The width of $\log(LQ)$ jumps (its volatility) is not the whole story. Whether a given jump results in $LQ_{t+1} > 1$ depends on the observation's position relative to the $LQ = 1$ line. By integrating growth distributions, we can estimate the likelihood of ending up with $LQ > 1$ after a time period, based on the starting point and the distribution of jumps in $x_1$ and $x_2$ .

Formalizing the Probability of Exceeding the Threshold

Consider the setting in one dimension, focusing on $\log(LQ)$ before generalizing to two dimensions. The probability that $\log(LQ) > 0$ within a time period, known as pLQ, is linked to the growth distributions of $\log(LQ)$ . If, after a time period, points near $LQ_{0}$ shift by $\Delta \log(LQ) = \log(LQ) - \log(LQ_0)$ , distributed according to:

$g_{0}(\Delta \log(LQ))$

The condition $\log(LQ)_{t+1} > 0$ is fulfilled if:

$\log(LQ)_t + \Delta \log(LQ) > 0 \quad \Longleftrightarrow \quad \Delta \log(LQ) > -\log(LQ)_t$

To estimate pLQ, we weigh all possible jumps within a time period and sum the chances that $\Delta \log(LQ)$ exceeds the gap $-\log(LQ)_t$ to zero. Formally, the probability of a jump in LQ being sufficient to surpass the threshold is given by:

pLQ(LQ_0) = \int\limits_{- \log(LQ_0)}^{\infty} g_{0} (\Delta \log(LQ)) \, d\log(LQ)
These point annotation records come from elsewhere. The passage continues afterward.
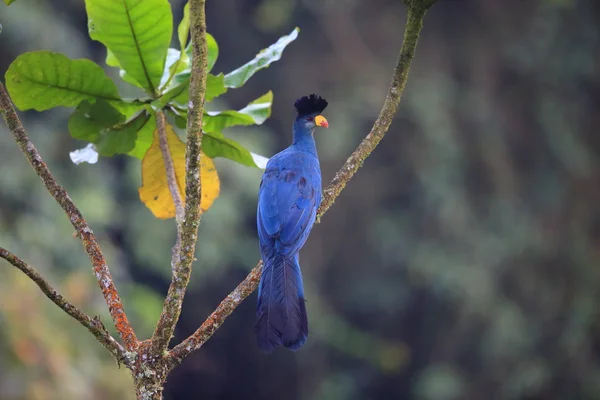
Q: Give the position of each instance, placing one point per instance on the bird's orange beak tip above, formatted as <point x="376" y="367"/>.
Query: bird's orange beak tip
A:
<point x="321" y="121"/>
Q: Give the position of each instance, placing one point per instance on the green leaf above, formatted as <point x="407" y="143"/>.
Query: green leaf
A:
<point x="138" y="34"/>
<point x="42" y="80"/>
<point x="88" y="120"/>
<point x="237" y="78"/>
<point x="178" y="67"/>
<point x="214" y="88"/>
<point x="254" y="113"/>
<point x="213" y="51"/>
<point x="105" y="126"/>
<point x="112" y="61"/>
<point x="144" y="138"/>
<point x="121" y="139"/>
<point x="216" y="145"/>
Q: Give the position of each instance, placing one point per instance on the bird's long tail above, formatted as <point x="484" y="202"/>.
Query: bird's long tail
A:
<point x="281" y="313"/>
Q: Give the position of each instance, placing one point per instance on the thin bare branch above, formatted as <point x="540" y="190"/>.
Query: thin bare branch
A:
<point x="169" y="167"/>
<point x="216" y="319"/>
<point x="414" y="24"/>
<point x="188" y="236"/>
<point x="101" y="271"/>
<point x="94" y="325"/>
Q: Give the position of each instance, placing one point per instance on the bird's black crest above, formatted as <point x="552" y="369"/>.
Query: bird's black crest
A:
<point x="310" y="104"/>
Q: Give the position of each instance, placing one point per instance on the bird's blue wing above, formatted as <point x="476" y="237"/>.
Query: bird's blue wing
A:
<point x="289" y="195"/>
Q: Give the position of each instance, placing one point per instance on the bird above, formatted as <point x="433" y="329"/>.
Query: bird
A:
<point x="288" y="198"/>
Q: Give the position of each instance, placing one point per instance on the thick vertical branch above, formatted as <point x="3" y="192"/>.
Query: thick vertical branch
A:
<point x="103" y="276"/>
<point x="94" y="325"/>
<point x="414" y="24"/>
<point x="182" y="260"/>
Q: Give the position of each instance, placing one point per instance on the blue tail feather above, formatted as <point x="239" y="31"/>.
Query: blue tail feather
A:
<point x="281" y="318"/>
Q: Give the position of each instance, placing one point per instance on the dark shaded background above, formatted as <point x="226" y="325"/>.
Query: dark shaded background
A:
<point x="462" y="262"/>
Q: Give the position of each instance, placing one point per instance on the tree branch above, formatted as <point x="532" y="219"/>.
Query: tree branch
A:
<point x="94" y="325"/>
<point x="170" y="168"/>
<point x="414" y="24"/>
<point x="188" y="236"/>
<point x="103" y="276"/>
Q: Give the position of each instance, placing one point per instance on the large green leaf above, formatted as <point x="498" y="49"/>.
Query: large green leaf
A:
<point x="237" y="78"/>
<point x="42" y="80"/>
<point x="105" y="126"/>
<point x="112" y="61"/>
<point x="137" y="32"/>
<point x="217" y="145"/>
<point x="89" y="119"/>
<point x="254" y="113"/>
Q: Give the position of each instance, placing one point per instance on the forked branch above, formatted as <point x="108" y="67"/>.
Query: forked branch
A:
<point x="91" y="324"/>
<point x="188" y="234"/>
<point x="101" y="271"/>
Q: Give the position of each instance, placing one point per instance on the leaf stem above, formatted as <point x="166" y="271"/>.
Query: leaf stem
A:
<point x="414" y="24"/>
<point x="101" y="271"/>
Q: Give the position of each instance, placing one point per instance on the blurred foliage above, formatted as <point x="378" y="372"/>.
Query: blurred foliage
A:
<point x="460" y="263"/>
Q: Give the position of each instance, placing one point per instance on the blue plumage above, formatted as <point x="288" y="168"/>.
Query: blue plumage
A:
<point x="289" y="195"/>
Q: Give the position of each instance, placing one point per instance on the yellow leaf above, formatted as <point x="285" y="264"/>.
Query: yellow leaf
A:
<point x="155" y="193"/>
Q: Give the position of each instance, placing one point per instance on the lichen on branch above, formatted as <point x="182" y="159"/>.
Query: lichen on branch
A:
<point x="183" y="257"/>
<point x="90" y="244"/>
<point x="94" y="325"/>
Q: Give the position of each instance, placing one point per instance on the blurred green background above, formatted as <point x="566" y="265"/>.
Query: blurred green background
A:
<point x="462" y="262"/>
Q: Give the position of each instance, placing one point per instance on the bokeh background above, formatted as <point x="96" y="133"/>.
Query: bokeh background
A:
<point x="462" y="262"/>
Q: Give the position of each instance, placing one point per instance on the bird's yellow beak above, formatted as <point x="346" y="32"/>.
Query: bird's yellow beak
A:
<point x="321" y="121"/>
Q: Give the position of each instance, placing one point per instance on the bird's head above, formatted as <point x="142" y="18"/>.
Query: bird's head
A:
<point x="309" y="112"/>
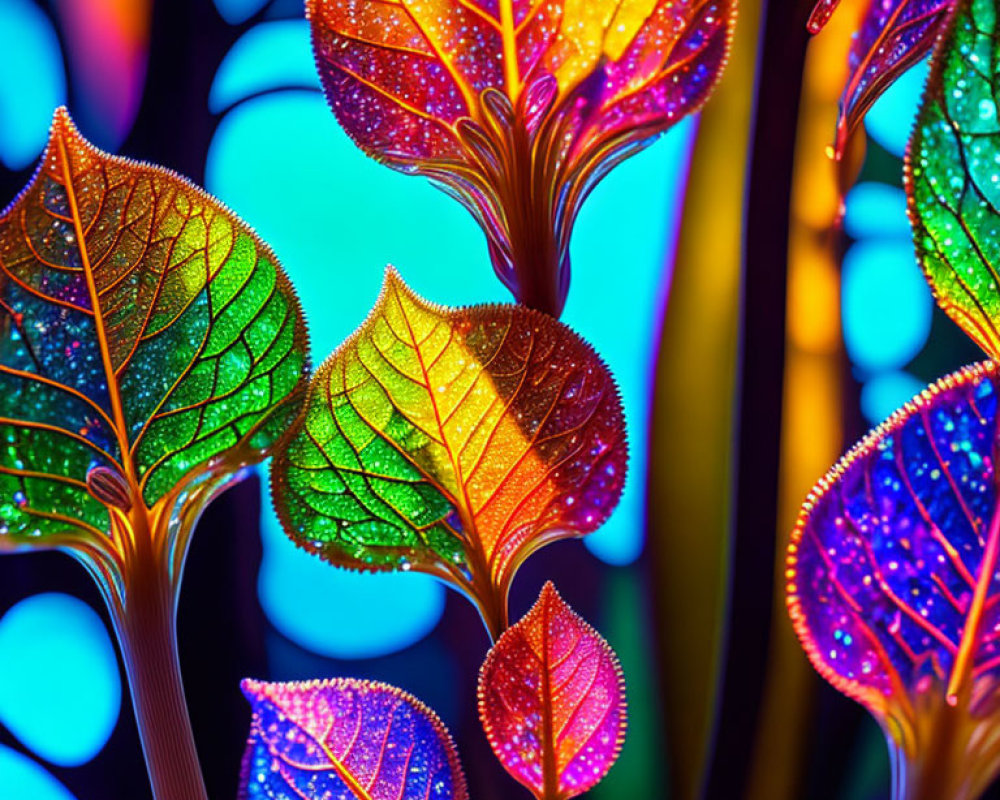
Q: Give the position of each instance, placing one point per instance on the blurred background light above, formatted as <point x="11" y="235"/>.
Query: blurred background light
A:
<point x="336" y="217"/>
<point x="877" y="211"/>
<point x="622" y="253"/>
<point x="60" y="691"/>
<point x="886" y="304"/>
<point x="269" y="54"/>
<point x="882" y="394"/>
<point x="237" y="11"/>
<point x="23" y="779"/>
<point x="107" y="44"/>
<point x="32" y="81"/>
<point x="890" y="119"/>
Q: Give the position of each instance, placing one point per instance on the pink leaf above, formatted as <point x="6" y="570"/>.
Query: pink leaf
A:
<point x="552" y="701"/>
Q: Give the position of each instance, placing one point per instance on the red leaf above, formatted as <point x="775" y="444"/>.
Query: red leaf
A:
<point x="552" y="701"/>
<point x="518" y="108"/>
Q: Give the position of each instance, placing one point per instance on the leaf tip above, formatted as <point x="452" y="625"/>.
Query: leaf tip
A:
<point x="252" y="688"/>
<point x="63" y="128"/>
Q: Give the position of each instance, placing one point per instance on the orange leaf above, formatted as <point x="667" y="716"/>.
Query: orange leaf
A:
<point x="552" y="701"/>
<point x="454" y="442"/>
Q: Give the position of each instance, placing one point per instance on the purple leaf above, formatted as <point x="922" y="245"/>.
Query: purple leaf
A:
<point x="894" y="35"/>
<point x="345" y="738"/>
<point x="893" y="586"/>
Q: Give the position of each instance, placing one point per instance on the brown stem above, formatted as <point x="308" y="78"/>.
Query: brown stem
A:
<point x="535" y="254"/>
<point x="949" y="766"/>
<point x="490" y="600"/>
<point x="146" y="631"/>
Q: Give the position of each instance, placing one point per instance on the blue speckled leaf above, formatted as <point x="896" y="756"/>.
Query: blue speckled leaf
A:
<point x="346" y="739"/>
<point x="893" y="585"/>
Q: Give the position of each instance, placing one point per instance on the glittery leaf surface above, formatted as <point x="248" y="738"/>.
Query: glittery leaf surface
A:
<point x="517" y="106"/>
<point x="452" y="441"/>
<point x="346" y="739"/>
<point x="894" y="35"/>
<point x="893" y="583"/>
<point x="953" y="175"/>
<point x="552" y="701"/>
<point x="148" y="339"/>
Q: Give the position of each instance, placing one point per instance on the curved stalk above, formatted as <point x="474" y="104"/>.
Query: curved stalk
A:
<point x="146" y="631"/>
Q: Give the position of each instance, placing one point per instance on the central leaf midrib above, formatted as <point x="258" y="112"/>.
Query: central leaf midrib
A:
<point x="111" y="379"/>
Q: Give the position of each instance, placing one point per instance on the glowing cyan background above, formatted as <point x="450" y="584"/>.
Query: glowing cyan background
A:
<point x="890" y="120"/>
<point x="60" y="691"/>
<point x="21" y="777"/>
<point x="882" y="338"/>
<point x="32" y="81"/>
<point x="335" y="218"/>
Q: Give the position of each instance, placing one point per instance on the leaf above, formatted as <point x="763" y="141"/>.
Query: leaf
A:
<point x="346" y="738"/>
<point x="517" y="108"/>
<point x="894" y="35"/>
<point x="951" y="176"/>
<point x="150" y="347"/>
<point x="893" y="583"/>
<point x="453" y="442"/>
<point x="552" y="701"/>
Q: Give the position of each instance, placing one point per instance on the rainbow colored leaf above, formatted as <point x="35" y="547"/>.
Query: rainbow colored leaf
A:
<point x="894" y="589"/>
<point x="951" y="175"/>
<point x="894" y="35"/>
<point x="346" y="738"/>
<point x="150" y="347"/>
<point x="517" y="107"/>
<point x="552" y="701"/>
<point x="454" y="442"/>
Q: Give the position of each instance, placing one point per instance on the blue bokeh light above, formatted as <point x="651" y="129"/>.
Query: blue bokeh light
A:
<point x="882" y="394"/>
<point x="32" y="81"/>
<point x="876" y="211"/>
<point x="885" y="304"/>
<point x="236" y="11"/>
<point x="335" y="218"/>
<point x="622" y="252"/>
<point x="269" y="54"/>
<point x="890" y="119"/>
<point x="60" y="690"/>
<point x="22" y="778"/>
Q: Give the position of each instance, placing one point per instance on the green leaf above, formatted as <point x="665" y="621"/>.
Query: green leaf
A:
<point x="953" y="175"/>
<point x="150" y="346"/>
<point x="454" y="442"/>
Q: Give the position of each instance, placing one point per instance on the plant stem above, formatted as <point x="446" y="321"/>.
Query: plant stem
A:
<point x="950" y="766"/>
<point x="146" y="632"/>
<point x="535" y="256"/>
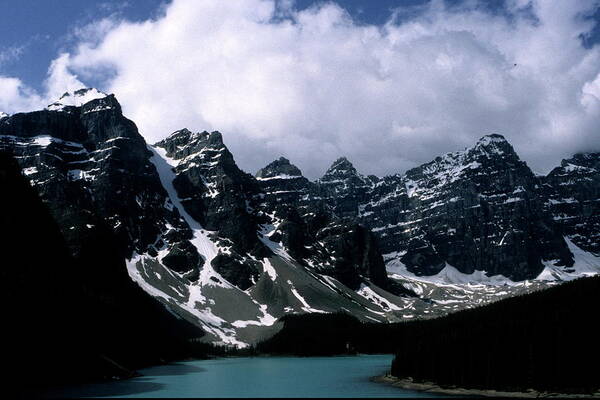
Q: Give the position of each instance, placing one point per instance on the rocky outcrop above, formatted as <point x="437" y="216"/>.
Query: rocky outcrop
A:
<point x="232" y="253"/>
<point x="573" y="198"/>
<point x="92" y="167"/>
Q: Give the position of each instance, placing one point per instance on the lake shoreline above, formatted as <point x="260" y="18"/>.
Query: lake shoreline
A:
<point x="430" y="387"/>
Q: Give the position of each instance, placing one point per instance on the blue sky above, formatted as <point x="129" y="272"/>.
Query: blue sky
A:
<point x="37" y="31"/>
<point x="309" y="84"/>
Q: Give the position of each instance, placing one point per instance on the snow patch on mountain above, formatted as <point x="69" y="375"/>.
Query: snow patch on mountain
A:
<point x="77" y="99"/>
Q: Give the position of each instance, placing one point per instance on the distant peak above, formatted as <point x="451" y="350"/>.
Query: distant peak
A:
<point x="341" y="166"/>
<point x="492" y="138"/>
<point x="76" y="98"/>
<point x="493" y="143"/>
<point x="279" y="168"/>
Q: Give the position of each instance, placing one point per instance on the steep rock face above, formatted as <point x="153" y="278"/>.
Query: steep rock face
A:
<point x="344" y="188"/>
<point x="217" y="194"/>
<point x="573" y="198"/>
<point x="312" y="223"/>
<point x="54" y="305"/>
<point x="479" y="210"/>
<point x="91" y="166"/>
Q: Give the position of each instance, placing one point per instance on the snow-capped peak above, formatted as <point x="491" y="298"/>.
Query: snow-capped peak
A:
<point x="76" y="99"/>
<point x="281" y="169"/>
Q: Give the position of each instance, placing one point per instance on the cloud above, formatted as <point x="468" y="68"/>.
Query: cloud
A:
<point x="313" y="85"/>
<point x="15" y="96"/>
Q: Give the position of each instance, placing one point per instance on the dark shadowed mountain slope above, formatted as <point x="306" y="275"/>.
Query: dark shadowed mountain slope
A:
<point x="545" y="341"/>
<point x="72" y="318"/>
<point x="573" y="198"/>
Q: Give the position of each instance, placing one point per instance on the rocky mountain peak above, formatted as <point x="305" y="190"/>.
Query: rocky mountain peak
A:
<point x="341" y="169"/>
<point x="76" y="99"/>
<point x="184" y="142"/>
<point x="280" y="168"/>
<point x="493" y="145"/>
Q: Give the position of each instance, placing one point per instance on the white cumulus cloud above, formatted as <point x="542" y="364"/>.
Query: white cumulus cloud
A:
<point x="313" y="85"/>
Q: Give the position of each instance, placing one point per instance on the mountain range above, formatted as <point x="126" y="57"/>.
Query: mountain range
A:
<point x="231" y="253"/>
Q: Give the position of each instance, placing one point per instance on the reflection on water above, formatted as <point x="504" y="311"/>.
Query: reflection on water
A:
<point x="255" y="377"/>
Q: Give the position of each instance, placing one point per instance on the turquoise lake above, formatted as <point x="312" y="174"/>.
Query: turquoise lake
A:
<point x="255" y="377"/>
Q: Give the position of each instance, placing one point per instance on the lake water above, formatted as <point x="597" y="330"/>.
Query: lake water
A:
<point x="256" y="377"/>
This integration of growth distributions serves as an estimation of pLQ, as illustrated in Figure 1.

$Growth distribution of \log(LQ) and pLQ in empirical and analytical form$

Figure 1: The top histogram shows where points near $\log(LQ) = -0.1$ ended up in the next period, representing an empirical version of the growth distribution $g_{p_0}$ . Highlighted points surpass the $\log(LQ) = 0$ threshold. Their area equals the height of the corresponding dot in the lower plot, corresponding to the integral in equation integratepLQ1. The bottom plot shows probabilities that $LQ > 1$ in the next period as a function of $\log(LQ)$ , similar to Figure 2 but within a narrower range. The variable $T$ is aggregated for illustration.

Footnotes

When considering differences in log levels, satisfactory results require a nearly continuous support distribution. For count data, many observations fall below $n_{cp} = 10$ (see Figures 3 and 4), constraining log differences to a few values influenced by initial levels. Trade data typically shows larger figures (minimum of $10^3$ in our data), making it better suited for this analysis.